As I entered teen-hood, I realized I wanted a car to set me apart from my truck-owning friends. And besides, according to my grandfather, you could carry hay and feed just as good with a car as a truck (I hadn’t planned on carrying anything but the Farrah-haired, blue-jeaned girlfriend … whenever she came along).
Early on in the car-hunting process, I hankered for a classic 1965 Mustang. My dad dismissed it as not being “practical” enough, always harping about getting a car with four doors, so I could carry more people around in the event of the occasional wedding or funeral.
My dad humored me and looked over a couple Mustangs, but something always defeated the dream. Sometimes it was a mechanical problem; mostly it was a money problem. So I revamped my wish list.
While wondering about the next thing, I fantasized about buying and completely renovating my uncle’s classic Dodge Charger — putting on new chrome mag wheels, painting it glossy black and putting flames on the hood. Talk about a pipe dream — my uncle still has that rust bucket.
My next dream car was a 1978 Chrysler Cordoba. Not quite as flashy as a Mustang, but sleek, powerful-looking and cool. I was accustomed to driving big Chrysler products; the family car at the time was a 1972 Plymouth Fury Custom Suburban station wagon with a 400 under the hood and enough room to carry a tuba and half the brass section from the Wildwood High School Wildcat Marching Band (it could also carry three rolls of barbed wire, several bags of F-R-M chicken feed and a yearling calf, but that’s another story).
One cold and windy January day in 1987, my dad and I were touring a used car lot in Ocala. A Cordoba had attracted my attention, but it turned out a little bit more used than I wanted. But next to it was a clean little yellow, two-door 1978 Oldsmobile Cutlass Supreme.
An Olds wasn’t quite what I had in mind as far as a sporty first car, but there was something appealing about the modest Cutlass. It was tight — when I sat behind the wheel and closed the door; the noise from the howling wind disappeared completely. The amenities consisted of a plain but comfortable split-bench seat, an AM-FM radio and a V6 engine. On the test drive, both my dad and I were greatly impressed by the performance. The engine hummed, the radio worked fine and the steering was, well, you could thread the eye of a needle with it. It was that good. It wasn’t quick or flashy, but it was just sporty enough. A low-key, unpretentious kind of sporty. Eighteen-hundred dollars later, she was mine.

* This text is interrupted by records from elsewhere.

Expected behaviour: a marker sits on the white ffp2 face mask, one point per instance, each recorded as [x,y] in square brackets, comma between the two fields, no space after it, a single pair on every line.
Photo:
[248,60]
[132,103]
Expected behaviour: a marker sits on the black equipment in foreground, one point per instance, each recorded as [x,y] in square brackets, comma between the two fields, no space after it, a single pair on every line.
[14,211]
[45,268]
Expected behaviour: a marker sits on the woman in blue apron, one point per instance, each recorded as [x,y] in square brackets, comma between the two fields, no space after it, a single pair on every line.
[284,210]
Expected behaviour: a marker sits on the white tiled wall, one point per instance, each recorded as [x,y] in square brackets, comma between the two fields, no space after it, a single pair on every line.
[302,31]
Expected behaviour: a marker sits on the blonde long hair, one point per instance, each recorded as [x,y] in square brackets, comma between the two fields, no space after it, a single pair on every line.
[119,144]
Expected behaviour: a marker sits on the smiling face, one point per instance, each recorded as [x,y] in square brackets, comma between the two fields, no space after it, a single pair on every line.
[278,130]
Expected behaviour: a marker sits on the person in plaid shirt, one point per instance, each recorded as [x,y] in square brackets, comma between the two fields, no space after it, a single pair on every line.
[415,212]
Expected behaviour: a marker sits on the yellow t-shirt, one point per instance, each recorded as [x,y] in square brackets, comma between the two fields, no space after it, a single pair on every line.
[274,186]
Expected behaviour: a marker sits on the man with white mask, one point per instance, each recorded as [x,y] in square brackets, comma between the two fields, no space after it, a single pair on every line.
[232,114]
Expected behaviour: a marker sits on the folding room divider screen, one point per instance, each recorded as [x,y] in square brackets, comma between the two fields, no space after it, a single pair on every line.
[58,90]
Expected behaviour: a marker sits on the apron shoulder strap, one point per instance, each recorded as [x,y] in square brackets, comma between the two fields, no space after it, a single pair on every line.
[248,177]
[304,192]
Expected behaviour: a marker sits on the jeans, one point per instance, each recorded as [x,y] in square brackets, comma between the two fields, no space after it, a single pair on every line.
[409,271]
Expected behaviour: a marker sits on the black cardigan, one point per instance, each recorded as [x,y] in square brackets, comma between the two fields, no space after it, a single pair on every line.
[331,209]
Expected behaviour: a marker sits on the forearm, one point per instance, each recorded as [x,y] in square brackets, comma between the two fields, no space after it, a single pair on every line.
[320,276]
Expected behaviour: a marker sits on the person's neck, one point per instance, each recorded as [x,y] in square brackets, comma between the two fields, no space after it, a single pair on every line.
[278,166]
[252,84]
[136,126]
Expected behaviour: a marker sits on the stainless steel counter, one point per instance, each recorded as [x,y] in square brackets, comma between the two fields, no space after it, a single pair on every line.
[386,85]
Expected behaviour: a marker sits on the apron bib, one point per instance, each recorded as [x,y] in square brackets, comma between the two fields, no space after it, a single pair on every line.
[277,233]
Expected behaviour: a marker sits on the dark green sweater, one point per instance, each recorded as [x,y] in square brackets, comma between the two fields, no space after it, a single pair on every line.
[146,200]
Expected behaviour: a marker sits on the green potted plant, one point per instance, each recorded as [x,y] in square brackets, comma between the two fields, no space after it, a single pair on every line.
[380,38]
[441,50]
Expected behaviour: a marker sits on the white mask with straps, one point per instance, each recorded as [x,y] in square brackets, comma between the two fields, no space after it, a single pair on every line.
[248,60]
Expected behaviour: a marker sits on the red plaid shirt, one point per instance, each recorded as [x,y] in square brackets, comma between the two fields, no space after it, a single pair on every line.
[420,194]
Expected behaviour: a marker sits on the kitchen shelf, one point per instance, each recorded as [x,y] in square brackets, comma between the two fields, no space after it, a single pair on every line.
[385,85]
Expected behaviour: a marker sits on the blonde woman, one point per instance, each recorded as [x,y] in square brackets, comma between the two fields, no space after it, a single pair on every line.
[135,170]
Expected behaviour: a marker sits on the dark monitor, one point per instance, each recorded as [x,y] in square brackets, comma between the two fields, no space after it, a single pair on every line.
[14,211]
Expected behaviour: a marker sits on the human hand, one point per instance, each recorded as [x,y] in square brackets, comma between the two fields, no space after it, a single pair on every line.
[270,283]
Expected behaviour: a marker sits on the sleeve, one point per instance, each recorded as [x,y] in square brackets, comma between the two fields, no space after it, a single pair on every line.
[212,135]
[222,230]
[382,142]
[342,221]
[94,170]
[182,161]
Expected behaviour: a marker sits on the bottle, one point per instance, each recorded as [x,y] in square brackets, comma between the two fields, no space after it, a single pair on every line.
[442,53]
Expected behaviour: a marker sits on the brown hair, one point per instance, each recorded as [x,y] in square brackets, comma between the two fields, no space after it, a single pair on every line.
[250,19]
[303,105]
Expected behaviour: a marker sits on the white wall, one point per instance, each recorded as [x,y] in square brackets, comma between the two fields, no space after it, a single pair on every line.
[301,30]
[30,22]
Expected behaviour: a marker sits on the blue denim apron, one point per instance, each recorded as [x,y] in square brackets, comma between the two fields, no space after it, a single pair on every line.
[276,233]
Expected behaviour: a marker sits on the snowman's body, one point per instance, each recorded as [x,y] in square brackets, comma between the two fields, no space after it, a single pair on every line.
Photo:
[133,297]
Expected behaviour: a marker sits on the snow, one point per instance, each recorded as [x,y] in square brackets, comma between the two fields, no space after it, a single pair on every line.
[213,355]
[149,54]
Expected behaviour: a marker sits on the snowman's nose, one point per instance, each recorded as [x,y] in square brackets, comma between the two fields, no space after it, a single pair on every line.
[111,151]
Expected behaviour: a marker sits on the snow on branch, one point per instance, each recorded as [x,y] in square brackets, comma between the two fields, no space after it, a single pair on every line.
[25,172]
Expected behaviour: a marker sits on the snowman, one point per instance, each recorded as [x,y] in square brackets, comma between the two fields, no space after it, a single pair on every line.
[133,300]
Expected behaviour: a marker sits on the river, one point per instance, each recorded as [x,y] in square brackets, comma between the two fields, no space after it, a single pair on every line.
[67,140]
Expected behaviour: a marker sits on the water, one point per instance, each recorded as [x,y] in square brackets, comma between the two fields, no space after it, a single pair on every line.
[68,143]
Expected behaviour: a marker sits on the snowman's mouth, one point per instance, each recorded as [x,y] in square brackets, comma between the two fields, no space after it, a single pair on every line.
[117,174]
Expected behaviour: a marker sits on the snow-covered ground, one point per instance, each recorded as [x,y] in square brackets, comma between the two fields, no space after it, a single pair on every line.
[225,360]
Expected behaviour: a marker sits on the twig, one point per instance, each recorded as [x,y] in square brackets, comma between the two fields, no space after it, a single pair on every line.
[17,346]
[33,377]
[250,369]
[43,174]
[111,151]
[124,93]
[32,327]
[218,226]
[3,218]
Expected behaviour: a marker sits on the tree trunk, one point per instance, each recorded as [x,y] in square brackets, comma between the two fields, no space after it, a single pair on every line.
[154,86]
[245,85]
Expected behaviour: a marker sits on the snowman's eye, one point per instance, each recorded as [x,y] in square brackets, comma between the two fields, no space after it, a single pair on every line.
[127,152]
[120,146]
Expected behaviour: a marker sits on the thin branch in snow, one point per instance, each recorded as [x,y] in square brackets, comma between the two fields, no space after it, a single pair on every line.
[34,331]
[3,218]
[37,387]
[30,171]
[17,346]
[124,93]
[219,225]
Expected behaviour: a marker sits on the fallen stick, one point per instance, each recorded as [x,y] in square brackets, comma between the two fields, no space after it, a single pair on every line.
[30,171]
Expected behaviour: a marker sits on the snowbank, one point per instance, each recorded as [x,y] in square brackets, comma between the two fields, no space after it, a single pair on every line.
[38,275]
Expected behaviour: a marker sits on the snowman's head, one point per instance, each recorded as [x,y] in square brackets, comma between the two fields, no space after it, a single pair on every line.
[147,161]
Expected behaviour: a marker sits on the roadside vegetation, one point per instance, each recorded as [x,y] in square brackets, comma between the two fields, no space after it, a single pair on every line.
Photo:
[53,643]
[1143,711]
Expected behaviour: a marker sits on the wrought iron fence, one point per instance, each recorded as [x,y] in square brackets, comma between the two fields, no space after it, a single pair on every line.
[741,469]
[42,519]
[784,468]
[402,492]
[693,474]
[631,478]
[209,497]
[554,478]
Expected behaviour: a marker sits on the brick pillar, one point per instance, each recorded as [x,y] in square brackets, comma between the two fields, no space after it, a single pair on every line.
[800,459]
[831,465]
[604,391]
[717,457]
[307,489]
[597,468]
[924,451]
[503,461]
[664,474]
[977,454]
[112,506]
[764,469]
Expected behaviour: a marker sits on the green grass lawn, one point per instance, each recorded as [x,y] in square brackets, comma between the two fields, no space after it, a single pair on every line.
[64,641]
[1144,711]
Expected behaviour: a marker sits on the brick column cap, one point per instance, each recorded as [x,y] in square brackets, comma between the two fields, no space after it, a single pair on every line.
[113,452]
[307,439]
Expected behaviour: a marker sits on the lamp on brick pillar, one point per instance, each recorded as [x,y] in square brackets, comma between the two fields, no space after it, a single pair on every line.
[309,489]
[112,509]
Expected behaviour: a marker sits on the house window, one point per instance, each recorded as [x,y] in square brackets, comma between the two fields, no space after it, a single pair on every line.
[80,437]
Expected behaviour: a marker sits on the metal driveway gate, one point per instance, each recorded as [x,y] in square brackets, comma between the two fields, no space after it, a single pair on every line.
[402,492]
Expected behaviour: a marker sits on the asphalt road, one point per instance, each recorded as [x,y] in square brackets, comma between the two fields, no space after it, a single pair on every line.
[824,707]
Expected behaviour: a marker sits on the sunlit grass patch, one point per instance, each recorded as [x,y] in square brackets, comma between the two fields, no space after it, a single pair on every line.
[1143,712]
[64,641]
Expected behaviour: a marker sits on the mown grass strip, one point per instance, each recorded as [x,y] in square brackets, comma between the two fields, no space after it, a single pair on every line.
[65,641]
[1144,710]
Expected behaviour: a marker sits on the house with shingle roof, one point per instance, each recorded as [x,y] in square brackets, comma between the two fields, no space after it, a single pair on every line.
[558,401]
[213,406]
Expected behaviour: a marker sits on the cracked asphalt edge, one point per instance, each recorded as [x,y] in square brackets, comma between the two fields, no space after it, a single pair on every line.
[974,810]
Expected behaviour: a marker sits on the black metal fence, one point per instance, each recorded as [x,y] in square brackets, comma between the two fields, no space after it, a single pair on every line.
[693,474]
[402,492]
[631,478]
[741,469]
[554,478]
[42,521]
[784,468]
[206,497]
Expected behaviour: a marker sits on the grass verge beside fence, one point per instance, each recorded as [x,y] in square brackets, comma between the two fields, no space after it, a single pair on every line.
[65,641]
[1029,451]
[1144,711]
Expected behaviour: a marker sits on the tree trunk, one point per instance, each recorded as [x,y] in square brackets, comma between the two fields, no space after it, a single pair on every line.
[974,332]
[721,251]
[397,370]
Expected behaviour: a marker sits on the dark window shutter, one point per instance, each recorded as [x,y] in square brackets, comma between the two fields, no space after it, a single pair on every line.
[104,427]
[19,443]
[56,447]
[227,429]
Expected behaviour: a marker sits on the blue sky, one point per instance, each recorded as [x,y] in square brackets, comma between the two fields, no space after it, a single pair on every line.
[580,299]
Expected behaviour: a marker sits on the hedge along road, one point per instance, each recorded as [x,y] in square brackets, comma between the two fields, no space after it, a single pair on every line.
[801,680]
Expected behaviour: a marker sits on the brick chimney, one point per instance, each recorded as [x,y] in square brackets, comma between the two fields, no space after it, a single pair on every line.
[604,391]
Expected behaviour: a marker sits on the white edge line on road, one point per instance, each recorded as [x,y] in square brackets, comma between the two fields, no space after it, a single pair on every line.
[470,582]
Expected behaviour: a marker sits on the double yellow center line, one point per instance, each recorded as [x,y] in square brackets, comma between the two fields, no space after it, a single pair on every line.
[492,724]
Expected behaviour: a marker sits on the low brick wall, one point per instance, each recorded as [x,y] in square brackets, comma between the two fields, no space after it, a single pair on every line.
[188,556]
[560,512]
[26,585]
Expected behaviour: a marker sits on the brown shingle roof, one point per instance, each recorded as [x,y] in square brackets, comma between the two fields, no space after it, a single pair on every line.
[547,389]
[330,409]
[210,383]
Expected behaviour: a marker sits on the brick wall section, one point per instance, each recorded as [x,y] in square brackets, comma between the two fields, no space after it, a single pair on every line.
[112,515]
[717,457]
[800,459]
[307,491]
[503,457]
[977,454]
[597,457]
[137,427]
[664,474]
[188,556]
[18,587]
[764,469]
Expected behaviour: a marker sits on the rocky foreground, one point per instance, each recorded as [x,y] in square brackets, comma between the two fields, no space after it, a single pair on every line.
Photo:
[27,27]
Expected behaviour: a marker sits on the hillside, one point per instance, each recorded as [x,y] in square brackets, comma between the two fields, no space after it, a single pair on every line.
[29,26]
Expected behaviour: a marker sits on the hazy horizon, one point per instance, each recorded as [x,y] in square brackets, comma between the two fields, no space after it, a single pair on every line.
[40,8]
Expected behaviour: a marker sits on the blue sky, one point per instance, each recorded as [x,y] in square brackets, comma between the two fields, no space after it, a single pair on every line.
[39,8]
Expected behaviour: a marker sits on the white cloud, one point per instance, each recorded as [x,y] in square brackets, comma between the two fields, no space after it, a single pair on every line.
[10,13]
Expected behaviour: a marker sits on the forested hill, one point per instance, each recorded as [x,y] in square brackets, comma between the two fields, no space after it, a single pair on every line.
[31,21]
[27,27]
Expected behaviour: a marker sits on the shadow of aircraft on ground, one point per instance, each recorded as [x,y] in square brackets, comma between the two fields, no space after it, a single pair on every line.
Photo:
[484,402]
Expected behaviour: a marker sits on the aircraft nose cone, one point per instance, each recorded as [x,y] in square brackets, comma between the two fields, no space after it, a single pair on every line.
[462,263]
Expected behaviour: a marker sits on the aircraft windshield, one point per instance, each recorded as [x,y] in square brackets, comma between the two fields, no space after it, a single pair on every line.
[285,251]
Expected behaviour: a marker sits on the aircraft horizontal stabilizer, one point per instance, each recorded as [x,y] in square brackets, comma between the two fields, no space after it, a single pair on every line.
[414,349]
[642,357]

I was 16 going on 17, down to my last few months of high school, graduating with honors, working a part-time job, looking forward to going to college and now owning my first car … I was on top of the world. The only thing that would have made it absolutely perfect would have been the existence of a cute, bubbly girlfriend to share the experience. But, a lass? There was none.
I forget how many miles I racked up on that car. I drove it at least 40 miles a day for three years, commuting to and from community college; then it carried me through two years at the University of Florida, a few trips to Sarasota visiting relatives and at least one wedding (but no funerals). I drove it even though it developed a leak in the rear floorboard, which allowed water to seep in (in the bitterly cold and wet winter of 1989 it had rained so much that 2 inches of solid ice formed).
By the time I sold the old Olds in 1995, I was satisfied that I had wrung every bit of mileage out of it. Today it’s probably rusting away in some junkyard somewhere. But it’s still riding the back roads of my memory.